Il prévoit en son deuxième alinéa que « Lorsque le responsable du traitement ou le sous-traitant a des doutes raisonnables quant à l’identité de cette personne, il peut demander les informations supplémentaires apparaissant nécessaires, y compris, lorsque la situation l’exige, la photocopie d’un titre d’identité portant la signature du titulaire. ».

Soulignons toutefois que ni le RGPD, ni le décret d’application précité ne définit la notion de « doutes raisonnables sur l’identité ». Il semble possible d’affirmer qu’un risque d’homonymie ou d’usurpation d’identité – par exemple à la suite d’un piratage de compte en ligne – pourraient constituer des doutes raisonnables.

Au regard de la réglementation française et européenne rappelée ci-dessus, les conclusions suivantes semblent se dégager :

  • La personne concernée n’a pas l’obligation de fournir un titre pour justifier de son identité. Elle est libre des moyens par lesquels elle justifie de son identité.
  • Le responsable du traitement ne peut pas subordonner l’exercice de leurs droits par les personnes concernées à la communication d’un titre d’identité.
  • Le responsable du traitement doit être en mesure de démontrer un doute raisonnable quant à l’identité de la personne concernée pour solliciter des éléments complémentaires, dont un titre d’identité.

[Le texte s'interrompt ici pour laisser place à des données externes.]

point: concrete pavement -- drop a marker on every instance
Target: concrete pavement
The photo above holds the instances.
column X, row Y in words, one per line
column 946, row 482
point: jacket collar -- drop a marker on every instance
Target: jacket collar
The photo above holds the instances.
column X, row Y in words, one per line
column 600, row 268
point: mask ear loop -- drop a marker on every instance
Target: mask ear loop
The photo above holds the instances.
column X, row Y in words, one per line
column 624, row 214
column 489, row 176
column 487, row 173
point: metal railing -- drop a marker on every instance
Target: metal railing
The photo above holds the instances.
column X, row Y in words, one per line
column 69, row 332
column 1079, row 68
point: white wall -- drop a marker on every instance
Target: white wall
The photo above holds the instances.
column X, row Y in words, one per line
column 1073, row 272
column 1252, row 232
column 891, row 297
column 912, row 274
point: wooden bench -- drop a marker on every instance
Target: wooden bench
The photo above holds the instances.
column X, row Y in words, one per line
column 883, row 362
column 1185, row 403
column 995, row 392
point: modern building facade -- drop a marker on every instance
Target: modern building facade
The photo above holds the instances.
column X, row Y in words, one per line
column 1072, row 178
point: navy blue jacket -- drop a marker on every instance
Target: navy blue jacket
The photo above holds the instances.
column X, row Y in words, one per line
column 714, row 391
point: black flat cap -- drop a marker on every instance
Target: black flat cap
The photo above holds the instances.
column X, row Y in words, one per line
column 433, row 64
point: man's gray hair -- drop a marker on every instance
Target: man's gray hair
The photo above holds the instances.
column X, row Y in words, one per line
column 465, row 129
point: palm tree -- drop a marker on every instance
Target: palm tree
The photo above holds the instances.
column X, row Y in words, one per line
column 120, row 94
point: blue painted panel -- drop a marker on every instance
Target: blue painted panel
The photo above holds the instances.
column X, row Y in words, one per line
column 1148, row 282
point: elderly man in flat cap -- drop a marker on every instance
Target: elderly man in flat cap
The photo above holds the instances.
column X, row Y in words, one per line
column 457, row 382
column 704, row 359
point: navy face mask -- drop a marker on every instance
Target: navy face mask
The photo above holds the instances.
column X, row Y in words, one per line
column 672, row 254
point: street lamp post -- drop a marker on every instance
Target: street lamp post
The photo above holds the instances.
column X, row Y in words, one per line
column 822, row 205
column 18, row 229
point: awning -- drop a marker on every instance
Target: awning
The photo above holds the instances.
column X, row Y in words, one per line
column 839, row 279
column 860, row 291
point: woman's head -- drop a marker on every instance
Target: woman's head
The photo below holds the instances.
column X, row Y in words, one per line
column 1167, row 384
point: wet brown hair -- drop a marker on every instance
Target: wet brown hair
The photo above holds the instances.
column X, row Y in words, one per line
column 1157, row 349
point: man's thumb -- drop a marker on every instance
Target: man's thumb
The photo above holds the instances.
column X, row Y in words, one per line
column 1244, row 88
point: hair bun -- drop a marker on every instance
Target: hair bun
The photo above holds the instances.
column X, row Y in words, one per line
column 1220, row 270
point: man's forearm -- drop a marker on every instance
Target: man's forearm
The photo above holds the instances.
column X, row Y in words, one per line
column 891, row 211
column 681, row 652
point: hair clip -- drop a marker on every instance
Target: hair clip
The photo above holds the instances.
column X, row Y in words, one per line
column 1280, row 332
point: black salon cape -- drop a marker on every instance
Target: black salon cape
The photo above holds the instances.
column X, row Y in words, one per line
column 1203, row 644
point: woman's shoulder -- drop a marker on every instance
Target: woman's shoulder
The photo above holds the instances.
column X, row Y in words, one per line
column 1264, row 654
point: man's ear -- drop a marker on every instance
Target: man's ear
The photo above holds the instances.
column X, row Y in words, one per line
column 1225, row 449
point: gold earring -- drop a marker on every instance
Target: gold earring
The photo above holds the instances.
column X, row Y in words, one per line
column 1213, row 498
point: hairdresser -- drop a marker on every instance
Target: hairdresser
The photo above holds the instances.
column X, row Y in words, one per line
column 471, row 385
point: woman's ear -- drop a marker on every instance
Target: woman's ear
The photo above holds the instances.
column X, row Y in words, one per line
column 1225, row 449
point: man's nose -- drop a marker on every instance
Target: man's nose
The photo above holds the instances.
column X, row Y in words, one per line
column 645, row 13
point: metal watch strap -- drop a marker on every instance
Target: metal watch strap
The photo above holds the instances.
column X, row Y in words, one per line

La demande systématique d’un titre d’identité, sans qu’il y ait un doute relatif à l’identité du demandeur, pourrait donc être considérée comme excessive par la Commission nationale de l’informatique et des libertés (Cnil) dès lors que l’identité peut être établie au moyen d’un ou plusieurs éléments (numéro client, numéro de matricule, numéro de carte de fidélité, adresse électronique, adresse postale, etc.).

Il pourrait en être de même si le client, après s’être authentifié sur son espace personnel en ligne ou compte en ligne, exerce ses droits au moyen d’une fonctionnalité prévue à cet effet et mise à sa disposition par le responsable du traitement.

Quelle est la position de la CNIL en la matière ?

La Cnil a eu l’occasion de se prononcer sur les modalités d’exercice des droits, parmi lesquelles la fourniture d’un titre d’identité, à l’occasion des débats sur le projet de décret d’application de la loi n°78-17 modifiée.

En effet, dans l’avis qu’elle a rendu en juin 2018,  la Cnil soulignait que « (…) la sollicitation systématique d’une pièce d’identité peut constituer un frein à l’exercice des droits des personnes, notamment dans le cadre des traitements liés aux activités en ligne, dès lors qu’elle aboutit à requérir des personnes concernées un niveau d’authentification plus forte en cas d’exercice de leurs droits que dans le cadre de leur utilisation du service. En outre, une telle exigence systématique pourrait conduire le responsable du traitement à traiter des données excessives au regard des finalités poursuivies, en méconnaissance du principe de minimisation des données. (…) ».

L’autorité de contrôle française s’est donc prononcée contre la fourniture systématique d’un justificatif d’identité, tant en application de l’exigence de facilitation de l’exercice de droit que du principe de minimisation.

Quelles sont les solutions envisageables ?

Dans la mesure où un titre d’identité ne peut être systématiquement demandé par un responsable du traitement, il convient d’engager une réflexion sur le niveau de vérification à effectuer pour s’assurer de l’identité des demandeurs.

Dans ce contexte, il conviendrait d’initier une réflexion sur les données à caractère personnel nécessaires à l’identification des demandeurs. L’exploitation des espaces en ligne – qui se développent avec la dématérialisation et le e-commerce – devrait également être envisagée.